Unstructured text such as documents, tweets, or product reviews usually requires preprocessing before it can be analyzed. Preprocessing can include steps such as removing duplicate or special characters, replacing inflected words with their base form, case conversion, etc. Once the text has been cleaned, it is processed to pull out the most important or frequent terms. This is an important step in reducing the complexity of the solution: each word is a ‘feature’ that the model has to handle, and this step can reduce the features from billions to thousands. Next, a word dictionary is created. The dictionary combines the words (unigrams) that will be used to train the model, and a count of the times the unigram appears in the text corpus. A number of metrics are then calculated to measure frequency and importance of each unigram.
Build & train
Once a word dictionary has been created, the data is split into training and validation sets and model building can begin. Commonly used algorithms in entity extraction range from Two-Class or Multi-Class Logistic Regression, to Multiclass Decision Forests. More recently though, entity extraction solutions have been using powerful deep learning techniques such as Long Short-Term Memory (LSTM) recurrent neural networks with in concert with unsupervised word embedding learning algorithms that train the neural network from an unlabeled training corpus. Recall, precision and f-scores are used to score models. Ultimately, a well performing entity extraction model, trained on a small set of examples, will be able to generalize understanding from any arbitrary new text passed to the system.

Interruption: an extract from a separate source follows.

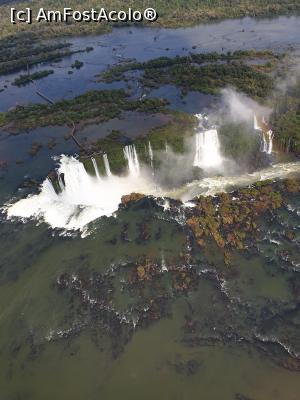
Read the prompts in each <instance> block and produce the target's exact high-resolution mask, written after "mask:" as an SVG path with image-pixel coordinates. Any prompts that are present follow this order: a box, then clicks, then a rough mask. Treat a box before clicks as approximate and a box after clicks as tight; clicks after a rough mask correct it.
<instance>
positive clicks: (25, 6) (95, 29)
mask: <svg viewBox="0 0 300 400" xmlns="http://www.w3.org/2000/svg"><path fill="white" fill-rule="evenodd" d="M23 7H31V8H32V9H33V13H35V12H36V10H38V9H39V8H40V7H44V8H45V9H49V10H59V9H62V8H63V7H70V8H72V9H74V10H81V11H83V10H89V9H91V8H93V7H94V8H99V7H105V8H106V9H107V10H114V9H115V10H124V9H125V10H126V9H127V8H128V7H131V8H133V9H139V10H144V9H145V8H147V7H155V8H156V11H157V12H158V15H159V18H158V20H157V21H156V22H155V25H160V26H166V27H178V26H187V25H193V24H196V23H199V22H203V21H211V20H217V19H222V18H236V17H242V16H270V15H280V14H291V13H296V12H299V11H300V2H299V0H168V1H165V0H155V1H151V0H129V1H126V2H124V1H121V0H103V1H102V2H101V3H99V1H97V0H83V1H78V0H68V1H59V0H41V1H35V2H31V1H30V2H29V1H28V2H21V3H18V8H21V9H22V8H23ZM0 18H1V26H0V37H1V38H3V37H7V36H10V35H15V34H16V33H18V32H21V31H34V32H37V33H38V34H39V36H40V37H55V36H56V37H57V36H62V35H81V34H87V33H103V32H105V31H107V30H109V29H110V28H111V25H108V24H103V23H96V22H95V23H71V22H70V23H68V24H65V23H61V24H54V23H51V24H47V23H36V22H34V23H33V24H32V25H28V24H16V25H13V24H11V23H10V4H9V5H2V6H1V7H0Z"/></svg>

When the most effective variant of a model has been identified, that model will be deployed in such a manner that it can be consumed by an application. Often this means the model will be deployed as a web service with a REST endpoint. The model can then be called by Line of Business applications or analytics software. Depending on the business needs, web services be consumed in two modes: RRS (request-response service) and BES (batch execution service). RRS will allow you to process text in real time, a great option for scoring text that might come in as tweets or comments to a product’s web site. BES can be used to process larger amounts of data in an efficient manner, and might lend itself for example to examining a large regulatory text corpus.